Chekkalu or Pappu Chekkalu or Karam billalu

"Do not follow where the path may lead. Go instead where there is no path and leave a trail". Harold R. McAlindon

Todays receipe is Chekkalu.  It is simple yet delicious. Its a nice tea-time snack.


Rice flour - 500 gms
Bengal gram - 2 tbsps (soaked for an hour)
Carom seeds - 2 tbsp 
Sesame seeds - 2 tbsps
Salt as per taste
Red chilli powder as per taste
Turmeric powder -1 tsp
Peanuts - 3 tsps(nicely roasted and chopped)
Water as required
Curry leaves - 2 strings (roughly crushed)
Oil for deep frying

1. Take a bowl add the rice flour. Add bengal gram, carom seeds, sesame seeds, salt, red chili powder, turmeric powder, peanuts and curry leaves. 
2. Boil some water and add to the above content slowly and make a dough. 
3. Rest the dough for half an hour. Place a damp cloth on the  dough so that it wont get dry. 
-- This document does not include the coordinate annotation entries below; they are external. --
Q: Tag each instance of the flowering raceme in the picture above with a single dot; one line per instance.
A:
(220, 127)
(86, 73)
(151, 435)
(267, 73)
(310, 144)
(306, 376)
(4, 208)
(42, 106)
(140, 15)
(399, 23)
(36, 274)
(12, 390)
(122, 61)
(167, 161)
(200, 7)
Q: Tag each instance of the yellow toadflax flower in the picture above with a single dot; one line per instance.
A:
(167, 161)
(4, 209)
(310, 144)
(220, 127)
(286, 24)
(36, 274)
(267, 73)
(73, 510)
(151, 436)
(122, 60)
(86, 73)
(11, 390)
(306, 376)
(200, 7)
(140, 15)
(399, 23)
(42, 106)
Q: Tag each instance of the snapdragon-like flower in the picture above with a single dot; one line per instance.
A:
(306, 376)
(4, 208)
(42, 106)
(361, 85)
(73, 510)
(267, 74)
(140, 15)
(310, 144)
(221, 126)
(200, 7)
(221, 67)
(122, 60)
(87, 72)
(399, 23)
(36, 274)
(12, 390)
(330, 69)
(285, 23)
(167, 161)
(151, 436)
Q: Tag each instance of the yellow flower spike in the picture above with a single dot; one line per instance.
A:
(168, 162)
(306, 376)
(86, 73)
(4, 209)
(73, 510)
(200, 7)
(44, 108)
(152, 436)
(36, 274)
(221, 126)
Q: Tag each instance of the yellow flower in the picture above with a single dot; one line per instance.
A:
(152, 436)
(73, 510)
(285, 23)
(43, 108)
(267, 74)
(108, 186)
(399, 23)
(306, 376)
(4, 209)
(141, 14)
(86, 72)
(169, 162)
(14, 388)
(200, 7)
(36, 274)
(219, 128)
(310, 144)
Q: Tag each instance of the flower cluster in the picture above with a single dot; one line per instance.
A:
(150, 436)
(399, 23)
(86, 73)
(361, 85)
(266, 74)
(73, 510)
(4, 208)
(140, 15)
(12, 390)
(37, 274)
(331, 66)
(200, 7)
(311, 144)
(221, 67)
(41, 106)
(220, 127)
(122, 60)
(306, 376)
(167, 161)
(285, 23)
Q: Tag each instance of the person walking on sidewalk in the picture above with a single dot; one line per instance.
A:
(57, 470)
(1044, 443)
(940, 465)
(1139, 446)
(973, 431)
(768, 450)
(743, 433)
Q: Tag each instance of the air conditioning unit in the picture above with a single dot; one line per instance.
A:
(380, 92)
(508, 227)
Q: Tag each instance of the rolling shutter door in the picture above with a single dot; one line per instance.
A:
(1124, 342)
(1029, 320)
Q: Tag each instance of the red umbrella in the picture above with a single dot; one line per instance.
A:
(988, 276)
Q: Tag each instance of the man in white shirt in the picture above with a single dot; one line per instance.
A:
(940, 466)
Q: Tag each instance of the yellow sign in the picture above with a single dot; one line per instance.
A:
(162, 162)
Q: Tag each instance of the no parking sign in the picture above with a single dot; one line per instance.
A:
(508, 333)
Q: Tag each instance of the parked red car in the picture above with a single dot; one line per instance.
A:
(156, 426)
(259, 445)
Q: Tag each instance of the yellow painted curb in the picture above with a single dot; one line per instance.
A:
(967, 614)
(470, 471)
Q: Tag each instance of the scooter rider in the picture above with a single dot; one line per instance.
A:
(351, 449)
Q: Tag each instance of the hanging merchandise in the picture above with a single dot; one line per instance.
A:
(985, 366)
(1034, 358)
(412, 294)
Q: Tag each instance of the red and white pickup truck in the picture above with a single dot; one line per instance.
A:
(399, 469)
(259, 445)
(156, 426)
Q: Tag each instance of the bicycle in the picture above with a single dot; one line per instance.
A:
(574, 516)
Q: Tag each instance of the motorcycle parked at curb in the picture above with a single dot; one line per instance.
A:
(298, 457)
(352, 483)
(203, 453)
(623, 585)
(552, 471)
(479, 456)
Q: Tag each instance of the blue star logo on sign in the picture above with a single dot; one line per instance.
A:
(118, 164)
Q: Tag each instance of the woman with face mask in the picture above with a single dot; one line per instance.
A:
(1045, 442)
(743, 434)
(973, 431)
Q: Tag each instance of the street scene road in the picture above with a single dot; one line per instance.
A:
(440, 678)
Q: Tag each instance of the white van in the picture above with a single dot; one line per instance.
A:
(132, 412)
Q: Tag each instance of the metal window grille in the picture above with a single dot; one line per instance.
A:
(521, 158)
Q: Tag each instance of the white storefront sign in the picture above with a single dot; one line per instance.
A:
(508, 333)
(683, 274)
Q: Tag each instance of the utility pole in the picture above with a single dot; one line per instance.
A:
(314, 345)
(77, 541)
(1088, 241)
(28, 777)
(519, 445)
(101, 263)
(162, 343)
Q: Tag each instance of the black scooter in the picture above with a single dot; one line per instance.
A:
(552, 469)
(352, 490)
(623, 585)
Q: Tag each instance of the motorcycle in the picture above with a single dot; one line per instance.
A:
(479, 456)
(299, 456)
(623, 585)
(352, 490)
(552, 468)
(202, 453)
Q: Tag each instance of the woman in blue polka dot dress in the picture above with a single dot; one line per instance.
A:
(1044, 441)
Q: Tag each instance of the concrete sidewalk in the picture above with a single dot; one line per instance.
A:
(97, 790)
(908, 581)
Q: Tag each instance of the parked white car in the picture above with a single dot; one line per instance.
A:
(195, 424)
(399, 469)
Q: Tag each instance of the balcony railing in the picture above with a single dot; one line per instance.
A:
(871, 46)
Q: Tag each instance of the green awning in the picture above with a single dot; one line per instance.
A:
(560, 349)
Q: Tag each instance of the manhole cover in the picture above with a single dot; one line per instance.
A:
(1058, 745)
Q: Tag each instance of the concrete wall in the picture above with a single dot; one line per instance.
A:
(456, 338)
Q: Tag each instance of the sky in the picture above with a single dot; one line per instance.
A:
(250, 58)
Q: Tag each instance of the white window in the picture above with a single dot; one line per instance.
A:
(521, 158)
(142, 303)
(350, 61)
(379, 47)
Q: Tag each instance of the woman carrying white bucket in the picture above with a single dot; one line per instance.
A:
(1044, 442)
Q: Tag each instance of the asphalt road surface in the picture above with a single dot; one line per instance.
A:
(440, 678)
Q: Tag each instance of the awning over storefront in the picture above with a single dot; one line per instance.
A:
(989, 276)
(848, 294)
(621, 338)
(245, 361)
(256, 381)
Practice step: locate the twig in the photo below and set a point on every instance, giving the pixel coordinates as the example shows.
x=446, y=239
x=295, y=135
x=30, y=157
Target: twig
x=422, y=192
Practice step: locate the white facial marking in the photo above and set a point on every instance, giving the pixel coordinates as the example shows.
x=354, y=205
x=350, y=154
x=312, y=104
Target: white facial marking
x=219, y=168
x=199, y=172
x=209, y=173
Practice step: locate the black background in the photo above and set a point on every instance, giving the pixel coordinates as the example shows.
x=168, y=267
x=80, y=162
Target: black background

4. Heat the oil. Before its hot mean while make chekkalu on a plastic sheet each of 4 inch diameter and deep fry them.

1. We use hot water for making a dough. This makes the chekkalu to puff a little. 
2. Before making the whole batch, make 2 or 3. Let them cool and check whether the salt and red chilli powder ratio proportions.  if necessary you can add. 
3.You can also prepare using besan or gram flour. You can add rice flour and besan in 1:1 ratio.
4.Always maintain the flame in medium so that you can have uniform color to all the chekkalu.